10. Est-il vrai que votre père travaillait dans le milieu de la construction?

Mon père était couvreur. Il est décédé il y a 25 ans. Je sais ce que c'est de grandir dans une famille où le père ne travaille pas l'hiver mais se lève très tôt le matin et rentre tard le soir l'été parce qu'il travaille très fort. Je connais cette réalité-là.

Q+1. Anthony Remillard @A_Remillard sur Twitter. Le projet de loi 33 est-il la première étape d'une série de mesures visant à rétablir l'équilibre des forces syndicales?

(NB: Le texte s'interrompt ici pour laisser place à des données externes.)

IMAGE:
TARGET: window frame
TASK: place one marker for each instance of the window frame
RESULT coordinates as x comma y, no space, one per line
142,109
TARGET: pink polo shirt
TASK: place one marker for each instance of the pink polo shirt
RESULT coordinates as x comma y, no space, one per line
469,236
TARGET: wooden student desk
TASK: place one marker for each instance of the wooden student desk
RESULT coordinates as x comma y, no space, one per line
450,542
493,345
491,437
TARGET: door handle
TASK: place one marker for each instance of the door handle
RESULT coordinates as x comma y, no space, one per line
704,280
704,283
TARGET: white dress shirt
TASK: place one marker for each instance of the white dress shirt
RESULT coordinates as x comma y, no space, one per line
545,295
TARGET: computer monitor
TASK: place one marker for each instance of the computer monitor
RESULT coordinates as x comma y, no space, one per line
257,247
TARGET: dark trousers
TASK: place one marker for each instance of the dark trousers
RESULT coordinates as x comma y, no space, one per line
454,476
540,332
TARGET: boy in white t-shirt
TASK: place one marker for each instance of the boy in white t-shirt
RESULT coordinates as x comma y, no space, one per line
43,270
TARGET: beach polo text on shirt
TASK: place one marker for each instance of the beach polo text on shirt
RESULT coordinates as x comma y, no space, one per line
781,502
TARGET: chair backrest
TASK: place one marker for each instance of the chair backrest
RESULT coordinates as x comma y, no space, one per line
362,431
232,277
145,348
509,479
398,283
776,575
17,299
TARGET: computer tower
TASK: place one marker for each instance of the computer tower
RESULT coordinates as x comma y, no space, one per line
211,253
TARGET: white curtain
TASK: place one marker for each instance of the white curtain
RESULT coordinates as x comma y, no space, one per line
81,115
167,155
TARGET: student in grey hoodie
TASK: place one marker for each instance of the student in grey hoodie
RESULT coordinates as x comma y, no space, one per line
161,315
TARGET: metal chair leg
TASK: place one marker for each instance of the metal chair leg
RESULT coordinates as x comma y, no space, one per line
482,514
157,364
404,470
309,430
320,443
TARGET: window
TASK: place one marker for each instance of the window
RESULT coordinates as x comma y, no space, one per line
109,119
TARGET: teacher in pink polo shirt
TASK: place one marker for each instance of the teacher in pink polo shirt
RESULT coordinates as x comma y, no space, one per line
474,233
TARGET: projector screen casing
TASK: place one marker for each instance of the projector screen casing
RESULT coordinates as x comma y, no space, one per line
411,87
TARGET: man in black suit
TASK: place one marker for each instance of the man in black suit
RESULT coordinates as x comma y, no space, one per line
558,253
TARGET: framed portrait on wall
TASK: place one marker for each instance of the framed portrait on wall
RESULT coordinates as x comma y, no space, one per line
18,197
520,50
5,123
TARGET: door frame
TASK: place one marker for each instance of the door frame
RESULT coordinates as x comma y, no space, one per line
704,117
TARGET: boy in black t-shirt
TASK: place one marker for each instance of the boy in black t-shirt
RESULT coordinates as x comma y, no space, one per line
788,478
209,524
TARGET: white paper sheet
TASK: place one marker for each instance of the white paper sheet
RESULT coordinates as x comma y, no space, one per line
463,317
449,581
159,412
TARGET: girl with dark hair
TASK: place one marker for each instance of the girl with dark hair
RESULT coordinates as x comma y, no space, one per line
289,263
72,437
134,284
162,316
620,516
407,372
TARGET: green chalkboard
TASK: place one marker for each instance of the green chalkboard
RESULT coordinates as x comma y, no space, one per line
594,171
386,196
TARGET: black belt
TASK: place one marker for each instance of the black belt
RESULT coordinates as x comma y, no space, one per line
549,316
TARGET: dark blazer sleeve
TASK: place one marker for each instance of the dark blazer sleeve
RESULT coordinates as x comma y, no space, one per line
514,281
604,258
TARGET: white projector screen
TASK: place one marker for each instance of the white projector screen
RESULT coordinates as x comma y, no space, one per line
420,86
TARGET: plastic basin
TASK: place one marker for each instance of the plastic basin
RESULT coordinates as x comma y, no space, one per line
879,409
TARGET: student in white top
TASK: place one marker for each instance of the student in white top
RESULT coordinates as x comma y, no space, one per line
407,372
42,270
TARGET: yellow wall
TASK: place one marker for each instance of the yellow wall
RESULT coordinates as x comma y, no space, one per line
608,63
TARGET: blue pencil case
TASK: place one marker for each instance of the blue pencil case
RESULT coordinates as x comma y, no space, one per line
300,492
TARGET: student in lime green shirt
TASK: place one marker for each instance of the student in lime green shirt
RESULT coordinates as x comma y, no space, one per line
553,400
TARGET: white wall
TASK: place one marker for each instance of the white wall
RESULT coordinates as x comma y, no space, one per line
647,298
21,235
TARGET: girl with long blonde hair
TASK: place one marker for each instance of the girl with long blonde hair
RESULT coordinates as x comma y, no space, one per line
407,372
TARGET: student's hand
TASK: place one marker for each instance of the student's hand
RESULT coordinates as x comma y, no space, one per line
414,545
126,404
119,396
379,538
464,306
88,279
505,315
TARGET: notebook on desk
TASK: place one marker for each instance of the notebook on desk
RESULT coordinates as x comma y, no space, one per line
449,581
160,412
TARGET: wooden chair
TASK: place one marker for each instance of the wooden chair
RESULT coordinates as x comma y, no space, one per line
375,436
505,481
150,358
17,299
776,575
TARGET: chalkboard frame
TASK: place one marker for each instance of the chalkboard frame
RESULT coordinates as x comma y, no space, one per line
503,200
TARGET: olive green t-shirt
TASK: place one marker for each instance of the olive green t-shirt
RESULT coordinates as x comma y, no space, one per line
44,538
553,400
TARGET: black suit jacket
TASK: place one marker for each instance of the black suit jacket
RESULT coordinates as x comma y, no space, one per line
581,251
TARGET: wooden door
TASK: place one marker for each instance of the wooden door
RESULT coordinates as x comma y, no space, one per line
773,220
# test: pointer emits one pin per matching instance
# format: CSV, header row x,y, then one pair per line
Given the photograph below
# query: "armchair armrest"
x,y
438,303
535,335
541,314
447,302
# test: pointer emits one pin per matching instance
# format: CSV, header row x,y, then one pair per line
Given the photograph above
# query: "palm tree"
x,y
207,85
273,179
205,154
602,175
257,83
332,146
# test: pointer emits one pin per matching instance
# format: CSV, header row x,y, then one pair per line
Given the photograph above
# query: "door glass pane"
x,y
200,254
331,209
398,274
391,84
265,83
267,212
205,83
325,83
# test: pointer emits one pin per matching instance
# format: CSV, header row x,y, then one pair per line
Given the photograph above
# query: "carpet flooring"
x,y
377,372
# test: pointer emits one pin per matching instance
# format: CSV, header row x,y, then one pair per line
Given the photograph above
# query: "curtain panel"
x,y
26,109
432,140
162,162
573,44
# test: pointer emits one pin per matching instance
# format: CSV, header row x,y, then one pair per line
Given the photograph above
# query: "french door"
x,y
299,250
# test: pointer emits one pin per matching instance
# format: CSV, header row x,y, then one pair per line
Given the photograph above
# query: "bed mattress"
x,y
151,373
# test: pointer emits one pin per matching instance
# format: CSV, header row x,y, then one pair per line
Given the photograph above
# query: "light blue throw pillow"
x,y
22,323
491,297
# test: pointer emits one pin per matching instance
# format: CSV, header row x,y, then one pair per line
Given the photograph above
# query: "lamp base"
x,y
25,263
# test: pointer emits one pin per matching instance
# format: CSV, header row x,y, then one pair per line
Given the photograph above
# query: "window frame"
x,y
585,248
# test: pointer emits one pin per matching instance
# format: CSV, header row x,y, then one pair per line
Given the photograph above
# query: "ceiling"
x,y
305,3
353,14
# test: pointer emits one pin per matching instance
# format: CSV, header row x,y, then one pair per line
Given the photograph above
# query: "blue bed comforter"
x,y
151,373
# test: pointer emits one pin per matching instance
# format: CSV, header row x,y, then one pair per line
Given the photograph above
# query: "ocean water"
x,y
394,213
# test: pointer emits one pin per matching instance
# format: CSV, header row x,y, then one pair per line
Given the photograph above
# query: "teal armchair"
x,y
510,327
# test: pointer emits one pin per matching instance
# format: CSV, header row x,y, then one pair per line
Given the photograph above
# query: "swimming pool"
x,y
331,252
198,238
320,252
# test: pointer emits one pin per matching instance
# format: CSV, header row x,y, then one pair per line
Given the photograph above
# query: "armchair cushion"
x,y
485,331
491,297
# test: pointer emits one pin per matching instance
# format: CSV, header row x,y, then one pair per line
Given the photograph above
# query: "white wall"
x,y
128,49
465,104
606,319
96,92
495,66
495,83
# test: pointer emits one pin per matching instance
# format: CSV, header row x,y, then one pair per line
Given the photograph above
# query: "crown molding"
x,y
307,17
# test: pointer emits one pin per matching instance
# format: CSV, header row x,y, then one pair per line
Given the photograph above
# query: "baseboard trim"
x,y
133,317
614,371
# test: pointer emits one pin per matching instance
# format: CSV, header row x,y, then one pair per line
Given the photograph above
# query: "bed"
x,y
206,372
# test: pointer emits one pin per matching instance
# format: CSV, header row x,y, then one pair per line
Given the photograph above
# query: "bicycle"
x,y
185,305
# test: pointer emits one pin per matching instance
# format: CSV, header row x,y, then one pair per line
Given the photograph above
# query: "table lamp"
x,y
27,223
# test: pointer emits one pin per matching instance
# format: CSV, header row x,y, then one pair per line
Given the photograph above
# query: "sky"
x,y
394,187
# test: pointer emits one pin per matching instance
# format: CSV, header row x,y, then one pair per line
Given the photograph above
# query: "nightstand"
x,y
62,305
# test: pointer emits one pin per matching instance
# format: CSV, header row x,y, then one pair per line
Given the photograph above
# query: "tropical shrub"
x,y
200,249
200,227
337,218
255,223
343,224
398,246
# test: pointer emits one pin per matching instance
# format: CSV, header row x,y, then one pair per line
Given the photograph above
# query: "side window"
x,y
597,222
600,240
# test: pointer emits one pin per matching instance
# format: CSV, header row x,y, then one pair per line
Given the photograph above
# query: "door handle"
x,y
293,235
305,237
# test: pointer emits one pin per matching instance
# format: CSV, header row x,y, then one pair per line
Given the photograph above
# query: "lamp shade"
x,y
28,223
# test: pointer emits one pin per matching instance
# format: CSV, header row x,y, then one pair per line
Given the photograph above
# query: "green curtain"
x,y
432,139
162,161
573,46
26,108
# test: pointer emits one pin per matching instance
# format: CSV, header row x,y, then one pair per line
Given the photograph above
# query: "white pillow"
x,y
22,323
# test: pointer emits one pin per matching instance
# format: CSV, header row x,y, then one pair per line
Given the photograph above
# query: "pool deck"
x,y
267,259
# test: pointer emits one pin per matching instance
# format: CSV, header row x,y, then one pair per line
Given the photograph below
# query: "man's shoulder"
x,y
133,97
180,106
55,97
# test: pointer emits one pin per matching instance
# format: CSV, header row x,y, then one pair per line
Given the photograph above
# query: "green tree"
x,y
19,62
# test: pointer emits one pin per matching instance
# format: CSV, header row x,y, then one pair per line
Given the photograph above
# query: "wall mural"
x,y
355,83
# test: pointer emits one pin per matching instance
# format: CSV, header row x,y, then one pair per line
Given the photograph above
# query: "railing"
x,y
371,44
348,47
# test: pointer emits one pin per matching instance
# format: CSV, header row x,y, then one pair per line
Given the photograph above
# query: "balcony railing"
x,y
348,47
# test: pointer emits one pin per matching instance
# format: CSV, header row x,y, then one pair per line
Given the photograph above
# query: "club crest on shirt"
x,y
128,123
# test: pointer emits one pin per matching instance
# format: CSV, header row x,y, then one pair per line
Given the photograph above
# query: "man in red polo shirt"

Dans le cadre du projet de loi 33, nous avons eu des discussions à propos des briseurs de grève. L'Assemblée nationale a d'ailleurs adopté une motion pour que le gouvernement étudie la possibilité de modifier le Code du travail dans le but d'empêcher des entreprises d'engager des briseurs de grève. Je devrais recevoir un rapport sur cette question bientôt. Il n'y a pas juste le milieu de la construction qu'il faut revoir, il y a aussi la Commission de la santé et de la sécurité du travail. Cela fait 30 ans qu'on n'a pas revu ses pratiques et j'ai reçu des recommandations du conseil d'administration, autant du milieu patronal que syndical, à ce sujet. Disons que mon agenda législatif est bien chargé.